Modular model creation and construction rely, to varying degrees, on meta-data to assist in reusing and merging previous models into a new one. Antimony (Smith et al., 2009) is the simplest approach. It requires the user to be familiar with the model and just specify that you want to import it into the new model. It relies on the user to resolve discrepancies between models. SemanticSBML (Krause et al., 2010), SemGen (Gennari et al., 2011; Neal et al., 2015), and Phy-Sim (Erson & Cavuşoğlu, 2012) make use of standard semantic and ontological descriptions of a biological model to allow large models to be broken down easily, without much user guidance, into biologically meaningful components linked to their mathematical description. Semantic and ontological metadata assists the construction of new models by providing suggested connections or relationships between models. This approach requires the user to invest time in complete annotation of models with standardized meta-data. The payoff is models that can be constructed and merged together using biological rather than mathematical terms. ProMot (Mirschel et al., 2009) enforces an object-oriented approach to modeling (defining external interfaces for each object) and attempts to use network theory to describe biological systems through specifying elements and coupling elements. MPC relies on the user to modularize a model using directives to specify them. MPC then requires the user to specify how the new model makes use of the modules. MPC only imposes unit balance constraints indirectly, through the JSim MML compiler (Butterworth et al., 2014).
In MPC, a module can be any set of variable declarations, parameter declarations and mathematical equations that represent a process. This broad definition of a module has a broad variety of applications: from a simple first order enzyme reaction, to a complete model of coronary blood flow through heart muscle, which can then be incorporated into a yet larger systemic model.
MPC is based upon ModelBuilder, which used FORTRAN to parse code and define directives (Raymond, 2008). MPC is now Java based and simpler to use. Some MPC built models include time-dependent two-dimensional spatial models in both Cartesian and cylindrical coordinates (Raymond & Bassingthwaighte, 2011; Raymond & Bassingthwaighte, 2012), and whole organ models with heterogeneous flows, and substrate metabolism, including reconstructing Bassingthwaighte et al., 1989 blood-tissue exchange model.

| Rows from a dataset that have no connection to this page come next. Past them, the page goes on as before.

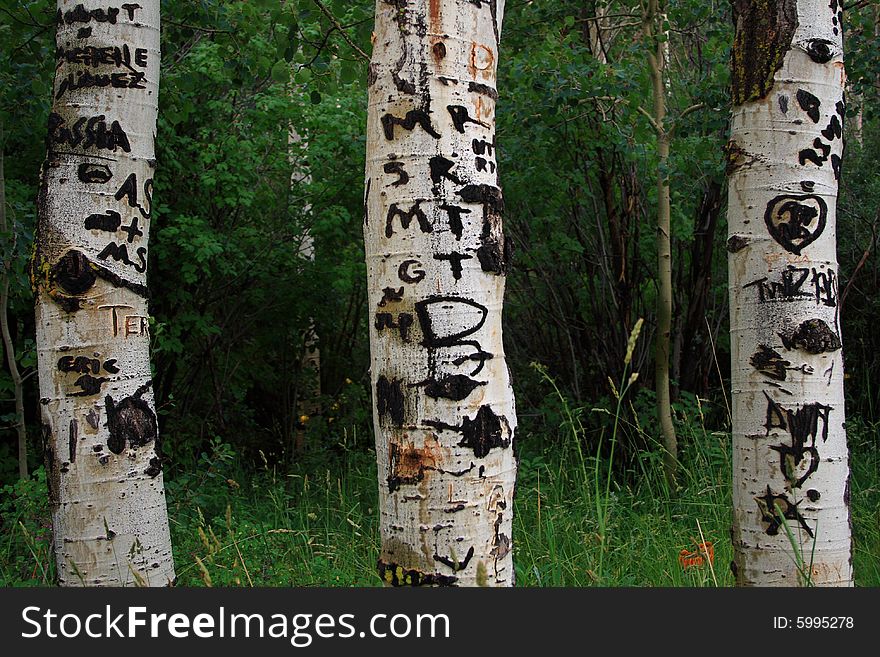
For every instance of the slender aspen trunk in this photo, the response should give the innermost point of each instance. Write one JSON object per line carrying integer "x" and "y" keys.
{"x": 89, "y": 272}
{"x": 436, "y": 258}
{"x": 657, "y": 62}
{"x": 8, "y": 345}
{"x": 790, "y": 464}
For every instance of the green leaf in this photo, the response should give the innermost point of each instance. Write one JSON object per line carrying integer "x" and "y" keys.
{"x": 281, "y": 71}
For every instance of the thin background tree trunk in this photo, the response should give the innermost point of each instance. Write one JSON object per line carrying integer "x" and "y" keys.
{"x": 8, "y": 344}
{"x": 657, "y": 60}
{"x": 436, "y": 258}
{"x": 790, "y": 465}
{"x": 99, "y": 422}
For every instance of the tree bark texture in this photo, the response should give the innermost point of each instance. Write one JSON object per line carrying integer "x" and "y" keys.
{"x": 437, "y": 258}
{"x": 790, "y": 468}
{"x": 657, "y": 56}
{"x": 89, "y": 270}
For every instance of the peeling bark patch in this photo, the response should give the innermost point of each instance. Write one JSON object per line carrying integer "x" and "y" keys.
{"x": 155, "y": 468}
{"x": 796, "y": 221}
{"x": 390, "y": 401}
{"x": 397, "y": 169}
{"x": 72, "y": 439}
{"x": 820, "y": 51}
{"x": 397, "y": 575}
{"x": 737, "y": 243}
{"x": 131, "y": 422}
{"x": 810, "y": 104}
{"x": 74, "y": 273}
{"x": 391, "y": 295}
{"x": 455, "y": 564}
{"x": 484, "y": 432}
{"x": 493, "y": 7}
{"x": 501, "y": 542}
{"x": 495, "y": 255}
{"x": 813, "y": 336}
{"x": 483, "y": 89}
{"x": 91, "y": 173}
{"x": 769, "y": 503}
{"x": 764, "y": 32}
{"x": 403, "y": 86}
{"x": 783, "y": 103}
{"x": 455, "y": 387}
{"x": 408, "y": 464}
{"x": 770, "y": 363}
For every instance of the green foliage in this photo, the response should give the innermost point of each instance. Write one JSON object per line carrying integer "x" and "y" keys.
{"x": 26, "y": 549}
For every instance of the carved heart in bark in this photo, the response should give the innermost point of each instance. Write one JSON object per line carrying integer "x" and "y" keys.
{"x": 796, "y": 221}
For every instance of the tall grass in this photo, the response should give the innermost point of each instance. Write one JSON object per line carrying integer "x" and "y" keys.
{"x": 317, "y": 526}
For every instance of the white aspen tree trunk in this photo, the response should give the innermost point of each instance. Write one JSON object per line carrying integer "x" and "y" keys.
{"x": 104, "y": 462}
{"x": 444, "y": 412}
{"x": 790, "y": 463}
{"x": 654, "y": 18}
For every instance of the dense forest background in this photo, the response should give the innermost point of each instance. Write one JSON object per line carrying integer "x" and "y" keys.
{"x": 261, "y": 152}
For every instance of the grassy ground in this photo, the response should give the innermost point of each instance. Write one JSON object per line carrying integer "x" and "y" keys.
{"x": 573, "y": 525}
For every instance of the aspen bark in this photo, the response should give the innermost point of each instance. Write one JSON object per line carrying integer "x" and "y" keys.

MPC is a pre-compiler written in Java. It reads a text input file, parses the file for directives, and generates a text output file based on those directives. MPC is built upon the Mathematical Modeling Language (MML) of JSim (http://www.physiome.org/jsim/) [Butterworth et al., 2014]. It has been designed to work with JSim's MML and currently requires JSim to run the model output file that MPC produces. Through JSim, the final constructed model can be exported into Systems Biology Markup Language (SBML, http://sbml.org/Main_Page) or CellML (https://www.cellml.org/), and imported to other SBML or CellML supported simulation platforms (Smith et al., 2014). MPC currently is executed as a command line utility and requires the Java runtime environment (https://java.com/).
MPC has three components:
1. MML, the mathematical modeling language of JSim, is a declarative language which is used to specify all the model equations, leaving the sequencing and solving of equations to the JSim compiler and simulator. MML declares parameters and variables (with units), defines algebraic equations, ordinary and partial differential equations with their associated initial and boundary conditions.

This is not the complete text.